The sound is near ideal for the scale of such a performance, and the booklet is illuminating on aspects of the arrangement. Every singer contributes a note on her favourite song. At one point, the arranger seems to have taken his notes from the programme accompanying those staged performances, as he says of his piano solo version of Wasserflut that, “In the cycle as a whole it provides a moment of repose, during which the singers create a snowy carpet out of shreds of paper”. I should like to see that staging, if ever they revive it – perhaps we could have been told more about it in the booklet. The song texts are given in German and in Dutch, but there is no English translation.

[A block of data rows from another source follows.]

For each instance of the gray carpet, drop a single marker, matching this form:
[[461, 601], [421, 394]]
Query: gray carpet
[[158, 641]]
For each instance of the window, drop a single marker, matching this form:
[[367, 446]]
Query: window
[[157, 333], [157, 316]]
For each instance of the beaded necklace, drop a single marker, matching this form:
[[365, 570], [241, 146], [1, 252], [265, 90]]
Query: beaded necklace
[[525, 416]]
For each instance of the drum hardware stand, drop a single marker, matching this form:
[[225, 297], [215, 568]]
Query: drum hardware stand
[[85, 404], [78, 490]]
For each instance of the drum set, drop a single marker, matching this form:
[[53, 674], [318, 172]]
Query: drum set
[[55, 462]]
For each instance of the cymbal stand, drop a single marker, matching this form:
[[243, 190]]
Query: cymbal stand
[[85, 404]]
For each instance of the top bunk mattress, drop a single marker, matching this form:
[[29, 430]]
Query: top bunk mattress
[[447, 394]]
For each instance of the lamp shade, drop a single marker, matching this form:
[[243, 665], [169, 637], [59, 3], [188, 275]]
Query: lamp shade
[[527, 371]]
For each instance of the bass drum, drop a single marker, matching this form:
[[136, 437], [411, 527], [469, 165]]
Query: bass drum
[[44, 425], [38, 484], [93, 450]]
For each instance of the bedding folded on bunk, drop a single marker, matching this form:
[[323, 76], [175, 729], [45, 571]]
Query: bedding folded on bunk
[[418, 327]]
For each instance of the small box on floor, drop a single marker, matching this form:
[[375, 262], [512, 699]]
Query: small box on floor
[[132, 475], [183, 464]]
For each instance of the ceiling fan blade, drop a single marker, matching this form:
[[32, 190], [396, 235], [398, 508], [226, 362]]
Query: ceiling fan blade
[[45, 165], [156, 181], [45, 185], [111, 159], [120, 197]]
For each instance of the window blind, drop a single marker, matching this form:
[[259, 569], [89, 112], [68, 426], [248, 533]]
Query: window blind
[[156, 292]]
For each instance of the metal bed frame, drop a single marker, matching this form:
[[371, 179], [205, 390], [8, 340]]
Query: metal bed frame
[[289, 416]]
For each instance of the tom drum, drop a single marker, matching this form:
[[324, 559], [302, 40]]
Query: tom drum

So what does one look for in a recording of Winterreise? About five years ago I went to a fine performance of Wagner’s Tristan und Isolde, and then just three days later to hear Wofgang Holzmair and Andreas Haefliger perform Winterreise. It was the latter that, quite unexpectedly, was the more shattering experience. This engrossing and enjoyable performance from Coco Collectief does not quite achieve that impact, but very few recordings can be expected to. What it does is to renew one’s admiration for Schubert’s astonishing achievement. His and Müller’s winter journey takes us into psychologically dark and difficult places – it can be faintly embarrassing at the end of a live performance to realise one is in a public space and required to engage in the ritual of applause. The poems are all in the first person singular, so the soloist – in a traditional performance with just one singer – impersonates the emotionally damaged traveller, and one is a witness to his pain. Hearing it sung by a group modifies and mollifies that impersonation and replaces it with a collective narrative about some un-named person no one of them represents. It is a more akin to a Greek chorus telling us things from the past we need to understand, but we are at one remove, not forced to bear witness to a terrible disintegration. It is that distancing, rather than the business of arranging Schubert’s score, that is the real difference here. So no matter how many recordings of the cycle you have – and we Winterreise obsessives can always find room for one more – this one will be very well worth investigating.